Rumah Adat Suku Sasak di Desa Sade. Masyarakat asli di Desa Sade memiliki kebiasaan unik yakni memakai kotoran kerbau untuk mengeraskan bangunan rumah sebagai pengganti semen. Tentunya dengan banyak pertimbangan. 

Sebuah cidomo (alat transportasi tradisional khas Lombok) "parkir" di kawasan Senggigi. Meski sudah larut malam, Senggigi tetap ramai, sekian.

Panorama Selat Lombok dari Bukit Malimbu. Tanah di kawasan Bukit Malimbu, berdasarkan penjelasan driver saya, sudah banyak dicaplok oleh Warga Negara Asing meskipun secara de jure kepemilikan dalam sertifikat berada di tangan Warga Negara Indonesia.

Panorama Selat Lombok dari Bukit Malimbu.

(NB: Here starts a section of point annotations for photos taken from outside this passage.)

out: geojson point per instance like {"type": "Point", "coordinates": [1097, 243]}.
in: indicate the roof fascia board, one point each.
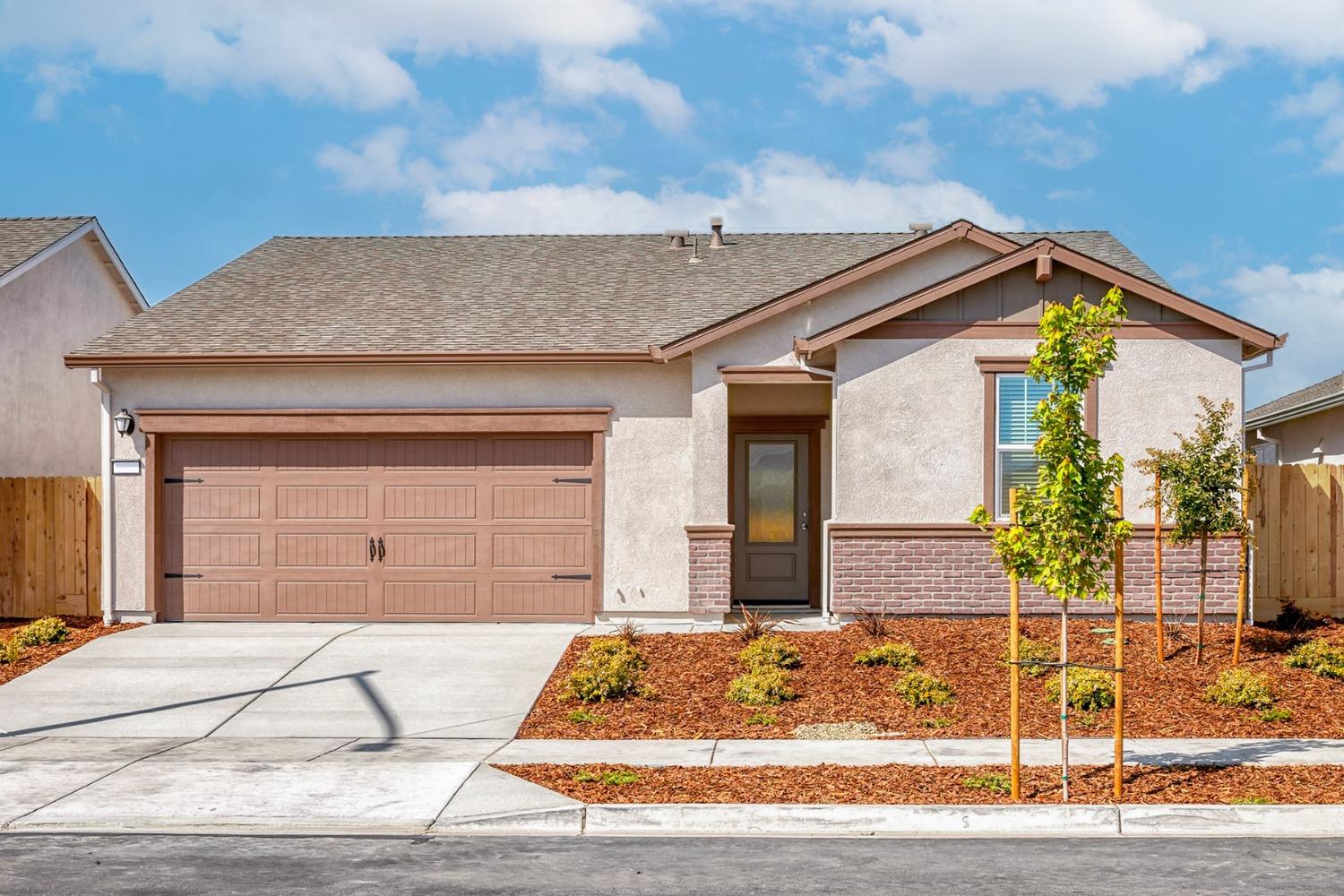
{"type": "Point", "coordinates": [300, 359]}
{"type": "Point", "coordinates": [960, 228]}
{"type": "Point", "coordinates": [930, 293]}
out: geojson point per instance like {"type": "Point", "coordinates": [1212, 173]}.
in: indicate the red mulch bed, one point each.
{"type": "Point", "coordinates": [690, 675]}
{"type": "Point", "coordinates": [921, 785]}
{"type": "Point", "coordinates": [82, 630]}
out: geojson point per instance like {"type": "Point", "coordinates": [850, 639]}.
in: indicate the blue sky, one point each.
{"type": "Point", "coordinates": [1209, 136]}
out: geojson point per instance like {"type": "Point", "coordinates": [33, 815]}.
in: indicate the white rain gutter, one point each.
{"type": "Point", "coordinates": [825, 524]}
{"type": "Point", "coordinates": [105, 571]}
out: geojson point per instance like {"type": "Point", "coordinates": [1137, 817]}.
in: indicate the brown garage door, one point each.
{"type": "Point", "coordinates": [476, 527]}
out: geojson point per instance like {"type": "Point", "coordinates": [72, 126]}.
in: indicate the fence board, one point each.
{"type": "Point", "coordinates": [50, 546]}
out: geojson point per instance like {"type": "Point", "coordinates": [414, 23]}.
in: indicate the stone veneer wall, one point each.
{"type": "Point", "coordinates": [711, 568]}
{"type": "Point", "coordinates": [957, 575]}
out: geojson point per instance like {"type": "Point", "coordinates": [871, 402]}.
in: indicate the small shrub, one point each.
{"type": "Point", "coordinates": [755, 625]}
{"type": "Point", "coordinates": [771, 651]}
{"type": "Point", "coordinates": [615, 778]}
{"type": "Point", "coordinates": [1031, 651]}
{"type": "Point", "coordinates": [925, 691]}
{"type": "Point", "coordinates": [609, 669]}
{"type": "Point", "coordinates": [1089, 689]}
{"type": "Point", "coordinates": [585, 718]}
{"type": "Point", "coordinates": [873, 622]}
{"type": "Point", "coordinates": [994, 782]}
{"type": "Point", "coordinates": [1317, 656]}
{"type": "Point", "coordinates": [1239, 686]}
{"type": "Point", "coordinates": [46, 630]}
{"type": "Point", "coordinates": [761, 688]}
{"type": "Point", "coordinates": [10, 650]}
{"type": "Point", "coordinates": [895, 654]}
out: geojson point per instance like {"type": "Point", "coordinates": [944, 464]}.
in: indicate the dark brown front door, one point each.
{"type": "Point", "coordinates": [771, 506]}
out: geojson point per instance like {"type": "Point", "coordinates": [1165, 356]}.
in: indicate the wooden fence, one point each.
{"type": "Point", "coordinates": [50, 546]}
{"type": "Point", "coordinates": [1297, 524]}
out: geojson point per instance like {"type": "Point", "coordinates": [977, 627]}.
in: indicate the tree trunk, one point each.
{"type": "Point", "coordinates": [1064, 697]}
{"type": "Point", "coordinates": [1203, 579]}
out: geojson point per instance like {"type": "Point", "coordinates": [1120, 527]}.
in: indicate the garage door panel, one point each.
{"type": "Point", "coordinates": [429, 599]}
{"type": "Point", "coordinates": [429, 503]}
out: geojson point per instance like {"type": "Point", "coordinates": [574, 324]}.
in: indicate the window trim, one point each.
{"type": "Point", "coordinates": [989, 370]}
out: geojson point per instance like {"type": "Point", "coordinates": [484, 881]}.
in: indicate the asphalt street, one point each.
{"type": "Point", "coordinates": [96, 866]}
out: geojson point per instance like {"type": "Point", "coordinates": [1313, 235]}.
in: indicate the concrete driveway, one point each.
{"type": "Point", "coordinates": [381, 681]}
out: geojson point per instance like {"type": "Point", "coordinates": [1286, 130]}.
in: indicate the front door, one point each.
{"type": "Point", "coordinates": [771, 511]}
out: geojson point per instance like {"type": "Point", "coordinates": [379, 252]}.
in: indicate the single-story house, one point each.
{"type": "Point", "coordinates": [1305, 426]}
{"type": "Point", "coordinates": [566, 427]}
{"type": "Point", "coordinates": [61, 285]}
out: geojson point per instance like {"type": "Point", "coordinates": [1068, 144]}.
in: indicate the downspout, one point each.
{"type": "Point", "coordinates": [825, 524]}
{"type": "Point", "coordinates": [105, 571]}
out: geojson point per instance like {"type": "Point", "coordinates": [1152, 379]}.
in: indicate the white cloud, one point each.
{"type": "Point", "coordinates": [774, 191]}
{"type": "Point", "coordinates": [1322, 101]}
{"type": "Point", "coordinates": [511, 139]}
{"type": "Point", "coordinates": [1309, 306]}
{"type": "Point", "coordinates": [588, 77]}
{"type": "Point", "coordinates": [346, 51]}
{"type": "Point", "coordinates": [913, 156]}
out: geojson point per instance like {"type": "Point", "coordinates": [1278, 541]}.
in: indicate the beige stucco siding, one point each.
{"type": "Point", "coordinates": [648, 468]}
{"type": "Point", "coordinates": [51, 413]}
{"type": "Point", "coordinates": [1300, 438]}
{"type": "Point", "coordinates": [910, 418]}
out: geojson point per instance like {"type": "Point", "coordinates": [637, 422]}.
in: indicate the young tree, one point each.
{"type": "Point", "coordinates": [1067, 525]}
{"type": "Point", "coordinates": [1201, 487]}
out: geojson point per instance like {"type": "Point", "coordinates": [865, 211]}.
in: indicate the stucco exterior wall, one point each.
{"type": "Point", "coordinates": [51, 413]}
{"type": "Point", "coordinates": [1300, 438]}
{"type": "Point", "coordinates": [910, 418]}
{"type": "Point", "coordinates": [648, 458]}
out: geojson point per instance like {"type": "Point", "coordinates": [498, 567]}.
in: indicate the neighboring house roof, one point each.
{"type": "Point", "coordinates": [26, 242]}
{"type": "Point", "coordinates": [1319, 397]}
{"type": "Point", "coordinates": [358, 297]}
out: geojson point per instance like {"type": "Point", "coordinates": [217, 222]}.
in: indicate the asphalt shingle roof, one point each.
{"type": "Point", "coordinates": [1314, 392]}
{"type": "Point", "coordinates": [22, 238]}
{"type": "Point", "coordinates": [324, 295]}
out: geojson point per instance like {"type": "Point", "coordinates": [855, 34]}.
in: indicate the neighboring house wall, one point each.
{"type": "Point", "coordinates": [51, 413]}
{"type": "Point", "coordinates": [1300, 438]}
{"type": "Point", "coordinates": [648, 470]}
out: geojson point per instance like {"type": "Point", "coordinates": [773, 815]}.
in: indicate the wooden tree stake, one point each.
{"type": "Point", "coordinates": [1241, 584]}
{"type": "Point", "coordinates": [1120, 649]}
{"type": "Point", "coordinates": [1158, 565]}
{"type": "Point", "coordinates": [1013, 669]}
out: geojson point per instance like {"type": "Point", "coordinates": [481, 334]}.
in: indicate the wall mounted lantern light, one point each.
{"type": "Point", "coordinates": [124, 422]}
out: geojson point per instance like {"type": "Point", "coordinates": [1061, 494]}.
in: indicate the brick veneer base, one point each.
{"type": "Point", "coordinates": [711, 573]}
{"type": "Point", "coordinates": [917, 575]}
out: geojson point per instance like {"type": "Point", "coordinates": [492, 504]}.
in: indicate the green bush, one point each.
{"type": "Point", "coordinates": [1317, 656]}
{"type": "Point", "coordinates": [994, 782]}
{"type": "Point", "coordinates": [615, 778]}
{"type": "Point", "coordinates": [1031, 651]}
{"type": "Point", "coordinates": [895, 654]}
{"type": "Point", "coordinates": [771, 651]}
{"type": "Point", "coordinates": [1089, 689]}
{"type": "Point", "coordinates": [609, 669]}
{"type": "Point", "coordinates": [761, 688]}
{"type": "Point", "coordinates": [1239, 686]}
{"type": "Point", "coordinates": [46, 630]}
{"type": "Point", "coordinates": [925, 691]}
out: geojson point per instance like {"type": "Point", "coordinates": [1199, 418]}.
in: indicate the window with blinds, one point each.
{"type": "Point", "coordinates": [1016, 433]}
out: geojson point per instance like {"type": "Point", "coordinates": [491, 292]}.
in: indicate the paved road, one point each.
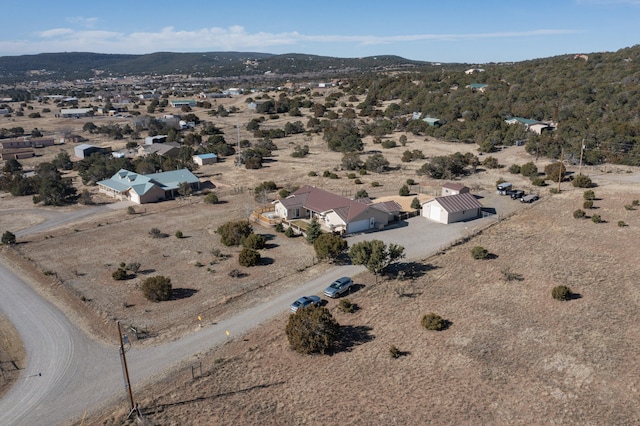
{"type": "Point", "coordinates": [67, 373]}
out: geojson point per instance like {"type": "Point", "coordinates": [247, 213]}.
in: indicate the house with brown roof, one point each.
{"type": "Point", "coordinates": [452, 208]}
{"type": "Point", "coordinates": [334, 212]}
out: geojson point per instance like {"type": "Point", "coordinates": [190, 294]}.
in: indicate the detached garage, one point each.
{"type": "Point", "coordinates": [452, 208]}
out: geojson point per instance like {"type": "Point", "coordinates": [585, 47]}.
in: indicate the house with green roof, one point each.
{"type": "Point", "coordinates": [142, 189]}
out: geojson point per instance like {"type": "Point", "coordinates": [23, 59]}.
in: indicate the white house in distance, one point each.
{"type": "Point", "coordinates": [453, 188]}
{"type": "Point", "coordinates": [141, 189]}
{"type": "Point", "coordinates": [334, 212]}
{"type": "Point", "coordinates": [452, 208]}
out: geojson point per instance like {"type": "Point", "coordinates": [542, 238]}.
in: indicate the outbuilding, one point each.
{"type": "Point", "coordinates": [452, 208]}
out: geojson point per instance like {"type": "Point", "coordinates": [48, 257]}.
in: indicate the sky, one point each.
{"type": "Point", "coordinates": [468, 31]}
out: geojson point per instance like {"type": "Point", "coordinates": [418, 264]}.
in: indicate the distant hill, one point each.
{"type": "Point", "coordinates": [74, 65]}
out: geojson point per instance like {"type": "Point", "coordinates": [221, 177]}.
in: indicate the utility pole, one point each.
{"type": "Point", "coordinates": [560, 168]}
{"type": "Point", "coordinates": [581, 153]}
{"type": "Point", "coordinates": [125, 371]}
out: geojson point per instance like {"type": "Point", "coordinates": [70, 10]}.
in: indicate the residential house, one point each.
{"type": "Point", "coordinates": [203, 159]}
{"type": "Point", "coordinates": [149, 140]}
{"type": "Point", "coordinates": [454, 188]}
{"type": "Point", "coordinates": [180, 103]}
{"type": "Point", "coordinates": [334, 212]}
{"type": "Point", "coordinates": [142, 189]}
{"type": "Point", "coordinates": [76, 112]}
{"type": "Point", "coordinates": [452, 208]}
{"type": "Point", "coordinates": [478, 87]}
{"type": "Point", "coordinates": [432, 121]}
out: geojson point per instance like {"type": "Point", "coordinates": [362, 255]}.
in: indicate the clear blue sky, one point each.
{"type": "Point", "coordinates": [471, 31]}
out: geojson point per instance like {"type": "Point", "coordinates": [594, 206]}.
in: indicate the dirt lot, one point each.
{"type": "Point", "coordinates": [511, 355]}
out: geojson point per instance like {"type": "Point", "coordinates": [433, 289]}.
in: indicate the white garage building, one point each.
{"type": "Point", "coordinates": [452, 208]}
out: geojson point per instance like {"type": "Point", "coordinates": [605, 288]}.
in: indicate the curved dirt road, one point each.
{"type": "Point", "coordinates": [67, 373]}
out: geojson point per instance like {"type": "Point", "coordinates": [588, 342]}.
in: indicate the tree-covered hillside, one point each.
{"type": "Point", "coordinates": [594, 98]}
{"type": "Point", "coordinates": [80, 65]}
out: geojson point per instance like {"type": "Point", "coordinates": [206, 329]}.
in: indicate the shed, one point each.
{"type": "Point", "coordinates": [453, 188]}
{"type": "Point", "coordinates": [452, 208]}
{"type": "Point", "coordinates": [84, 150]}
{"type": "Point", "coordinates": [202, 159]}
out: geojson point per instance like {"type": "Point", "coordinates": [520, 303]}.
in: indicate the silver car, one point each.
{"type": "Point", "coordinates": [305, 301]}
{"type": "Point", "coordinates": [338, 287]}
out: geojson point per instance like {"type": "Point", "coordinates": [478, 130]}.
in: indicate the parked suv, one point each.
{"type": "Point", "coordinates": [338, 287]}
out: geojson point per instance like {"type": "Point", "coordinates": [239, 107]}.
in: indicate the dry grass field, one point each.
{"type": "Point", "coordinates": [512, 354]}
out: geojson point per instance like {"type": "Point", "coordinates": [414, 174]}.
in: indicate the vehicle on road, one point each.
{"type": "Point", "coordinates": [503, 187]}
{"type": "Point", "coordinates": [305, 301]}
{"type": "Point", "coordinates": [338, 287]}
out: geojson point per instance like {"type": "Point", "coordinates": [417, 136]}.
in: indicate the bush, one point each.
{"type": "Point", "coordinates": [415, 204]}
{"type": "Point", "coordinates": [479, 253]}
{"type": "Point", "coordinates": [157, 289]}
{"type": "Point", "coordinates": [582, 181]}
{"type": "Point", "coordinates": [255, 241]}
{"type": "Point", "coordinates": [514, 169]}
{"type": "Point", "coordinates": [211, 198]}
{"type": "Point", "coordinates": [233, 233]}
{"type": "Point", "coordinates": [562, 292]}
{"type": "Point", "coordinates": [362, 194]}
{"type": "Point", "coordinates": [8, 238]}
{"type": "Point", "coordinates": [433, 322]}
{"type": "Point", "coordinates": [120, 274]}
{"type": "Point", "coordinates": [329, 246]}
{"type": "Point", "coordinates": [312, 330]}
{"type": "Point", "coordinates": [346, 306]}
{"type": "Point", "coordinates": [249, 257]}
{"type": "Point", "coordinates": [579, 214]}
{"type": "Point", "coordinates": [389, 143]}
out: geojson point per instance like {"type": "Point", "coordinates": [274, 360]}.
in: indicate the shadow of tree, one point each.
{"type": "Point", "coordinates": [351, 336]}
{"type": "Point", "coordinates": [161, 407]}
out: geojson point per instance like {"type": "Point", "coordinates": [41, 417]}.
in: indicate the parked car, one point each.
{"type": "Point", "coordinates": [305, 301]}
{"type": "Point", "coordinates": [529, 198]}
{"type": "Point", "coordinates": [338, 287]}
{"type": "Point", "coordinates": [517, 194]}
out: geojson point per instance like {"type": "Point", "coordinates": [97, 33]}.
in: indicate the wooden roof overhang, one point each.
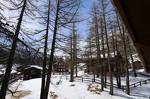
{"type": "Point", "coordinates": [136, 17]}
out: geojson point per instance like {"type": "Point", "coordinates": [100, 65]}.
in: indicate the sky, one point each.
{"type": "Point", "coordinates": [84, 12]}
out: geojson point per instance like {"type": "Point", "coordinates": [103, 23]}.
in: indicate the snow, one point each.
{"type": "Point", "coordinates": [2, 71]}
{"type": "Point", "coordinates": [35, 66]}
{"type": "Point", "coordinates": [75, 90]}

Tanah di kawasan Bukit Malimbu, berdasarkan penjelasan driver saya, sudah banyak dicaplok oleh Warga Negara Asing meskipun secara de jure kepemilikan dalam sertifikat berada di tangan Warga Negara Indonesia.

Sebuah cidomo beroperasi menuju Dermaga Bangsal, akses perahu publik menuju kawasan 3 Gili. 

Awak perahu Glass Bottom Boat yang menemani saya dalam eksplorasi keliling 3 Gili. Pesona 3 Gili selalu menjadi daya tarik utama pariwisata Lombok berkat keindahan pantai dan bawah lautnya.

Konservasi Kura-Kura di Gili Trawangan yang juga cukup mengundang perhatian wisatawan yang datang ke Gili Trawangan.

Tidak cukup sehari untuk menghitung jumlah wisatawan mancanegara yang memadati Gili Trawangan. Secara kasat mata berdasarkan penghitungan saya secara kasar, setiap jarak dua meter setidaknya terdapat lima orang wisatawan mancanegara, jumlah yang membuat saya sempat merasa seperti terinvasi di nusantara saya sendiri.

Begitu bernafsu dedaunan yang lanjut usia itu, bahkan matinya terlepas dari inginnya, dalam penghambaannya kepada matahari. (Gili Trawangan)

Sepasang wisatawan mancanegara menikmati keindahan panorama sunset di pesisir Gili Trawangan, sementara di bagian pesisir lainnya, Gili Trawangan sudah siap larut dalam hiruk-pikuk kehidupan malam.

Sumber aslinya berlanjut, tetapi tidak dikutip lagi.